Last year, Bolt was found guilty of racial discrimination under this section of the act. The columnist wrote two articles that named 18 Aboriginal people and implied they had pretended to be Aboriginal for financial or political advantage.

Abbott said this section was just a “hurt feelings” test, which should not trump Bolt’s right to “cause offence” or “write badly or rudely”.

But in his ruling on Bolt’s case, Justice Mordecai Bromberg noted that section 18D of the same act “exempts from being unlawful conduct [that] which has been done reasonably and in good faith”.

He found Bolt’s articles were racist not because they discussed the racial identification of a group of people, but because they did so in a way that disparaged that group on racial grounds.

As Aboriginal leader Pat Eatock, the lead claimant in the case against Bolt, told Green Left Weekly after the judgement: “It’s tragic that we’re led to believe that ‘free speech’ means you can say anything discriminatory.

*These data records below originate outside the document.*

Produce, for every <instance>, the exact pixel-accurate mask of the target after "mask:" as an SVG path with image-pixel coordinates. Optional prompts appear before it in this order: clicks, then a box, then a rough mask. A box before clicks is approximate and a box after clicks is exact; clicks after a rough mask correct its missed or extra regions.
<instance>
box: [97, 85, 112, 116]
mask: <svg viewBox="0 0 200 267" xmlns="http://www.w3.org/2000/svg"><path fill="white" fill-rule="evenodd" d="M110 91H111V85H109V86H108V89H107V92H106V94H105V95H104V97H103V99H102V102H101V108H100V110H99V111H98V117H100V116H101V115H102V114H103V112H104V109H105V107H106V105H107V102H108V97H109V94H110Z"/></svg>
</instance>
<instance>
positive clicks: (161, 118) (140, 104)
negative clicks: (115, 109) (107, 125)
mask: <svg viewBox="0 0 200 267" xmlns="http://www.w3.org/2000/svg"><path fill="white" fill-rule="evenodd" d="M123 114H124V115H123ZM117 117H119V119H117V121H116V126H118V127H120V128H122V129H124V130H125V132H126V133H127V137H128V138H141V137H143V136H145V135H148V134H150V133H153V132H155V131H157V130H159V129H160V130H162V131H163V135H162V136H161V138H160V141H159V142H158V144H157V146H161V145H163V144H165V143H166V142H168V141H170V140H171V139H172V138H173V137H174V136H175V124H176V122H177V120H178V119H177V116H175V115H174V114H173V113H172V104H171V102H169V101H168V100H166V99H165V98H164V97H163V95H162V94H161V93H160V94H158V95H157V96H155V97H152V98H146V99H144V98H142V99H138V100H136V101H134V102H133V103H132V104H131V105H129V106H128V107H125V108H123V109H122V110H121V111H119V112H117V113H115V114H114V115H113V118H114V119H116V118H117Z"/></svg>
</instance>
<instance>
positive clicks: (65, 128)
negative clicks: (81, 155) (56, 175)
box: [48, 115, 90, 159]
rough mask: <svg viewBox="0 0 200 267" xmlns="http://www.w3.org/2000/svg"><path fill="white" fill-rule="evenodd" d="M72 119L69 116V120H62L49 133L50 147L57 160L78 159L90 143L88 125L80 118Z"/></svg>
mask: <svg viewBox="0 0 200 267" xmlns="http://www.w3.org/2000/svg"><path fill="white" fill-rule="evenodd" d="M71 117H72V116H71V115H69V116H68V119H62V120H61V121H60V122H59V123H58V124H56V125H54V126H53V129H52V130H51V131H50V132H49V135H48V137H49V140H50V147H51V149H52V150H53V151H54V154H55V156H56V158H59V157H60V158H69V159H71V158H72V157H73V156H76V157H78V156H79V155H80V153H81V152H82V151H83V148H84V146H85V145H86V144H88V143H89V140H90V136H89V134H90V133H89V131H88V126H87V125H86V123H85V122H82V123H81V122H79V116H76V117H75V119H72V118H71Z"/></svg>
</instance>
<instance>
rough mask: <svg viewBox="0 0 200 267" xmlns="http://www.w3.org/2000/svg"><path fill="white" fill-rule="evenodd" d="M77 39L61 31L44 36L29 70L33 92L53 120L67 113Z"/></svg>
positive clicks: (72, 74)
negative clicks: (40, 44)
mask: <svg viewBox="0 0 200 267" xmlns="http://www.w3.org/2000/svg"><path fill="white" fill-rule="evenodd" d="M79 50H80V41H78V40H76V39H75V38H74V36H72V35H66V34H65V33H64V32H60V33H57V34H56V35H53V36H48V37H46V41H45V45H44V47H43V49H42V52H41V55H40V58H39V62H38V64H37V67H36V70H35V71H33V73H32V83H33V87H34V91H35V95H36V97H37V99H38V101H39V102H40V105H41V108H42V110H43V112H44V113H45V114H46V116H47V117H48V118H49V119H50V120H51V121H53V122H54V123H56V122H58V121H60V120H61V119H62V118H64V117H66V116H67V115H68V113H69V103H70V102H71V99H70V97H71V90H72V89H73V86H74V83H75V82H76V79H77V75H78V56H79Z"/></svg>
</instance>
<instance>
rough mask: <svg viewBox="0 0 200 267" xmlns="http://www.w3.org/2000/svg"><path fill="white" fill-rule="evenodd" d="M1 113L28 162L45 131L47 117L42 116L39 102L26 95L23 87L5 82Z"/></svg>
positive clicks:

Justice Bromberg’s ruling did not deny free speech to anyone.

“He said that you cannot base opinion on racial prejudice. You have to have facts to support what you write. It’s about professional journalism.

“Bolt can say what he wants. He can have an opinion, but he has to be answerable to that.”

Abbott’s promise to repeal section 18C of the Racial Discrimination Act is not about defending the right to free speech or even the right to “cause offence”. Rather, it’s about legalising and legitimising racism in the media and in society.

Comments

he needs to speak up a bit or get his head out of his arse.
Once upon a time progressives used to believe in freedom of speech.
This article conveniently omitted the following from Justice Mordecai Bromberg's verdict where he found that "fair-skinned Aboriginal people (or some of them) were reasonably likely, in all the circumstances, to have been offended, insulted, humiliated or intimidated by the imputations conveyed in the newspaper articles" published in the Herald Sun. If it was a question of truthfulness they could have easily used existing libel laws. One of the reasons Andrew Bolt lost under Section 18C of the Racial Discrimination Act was because some people were offended by his views. We all get offended by other opinions but that is no reason to gag people from expressing their views no matter how wrong or offensive. The alternative is to silence debate and let issues fester away - not exactly healthy for a democracy.
Which means you are only in favour of free speech unless someone is rich enough to use libel laws to sue people. So, that is actually only a very limited defence of freedom of speech. That you say we should be more principled than you, and ignore Australian law, in favour of such a principled position where Aboriginal people should hold back from using the law says that you are okay with the powerful using this rather than the powerless. Unless you are in favour of removing ALL libel or slander laws, singling this case out speaks more about who you want to have speech than your support for speech in general. If I write an inaccurate article, even if just because I failed to research it properly, I can be sued by anyone with the power to hire lawyers and prove that it could cost them - a requirement of libel laws. An inaccurate article that has "offended, insulted, humiliated or intimidated" would not necessarily "cost" people, so the Racial Discrimination Act was used instead. The inaccuracy and lack of research or fact-checking is still central to the ruling. tl;dr: Your concern trolling is pathetic and hypocrtical.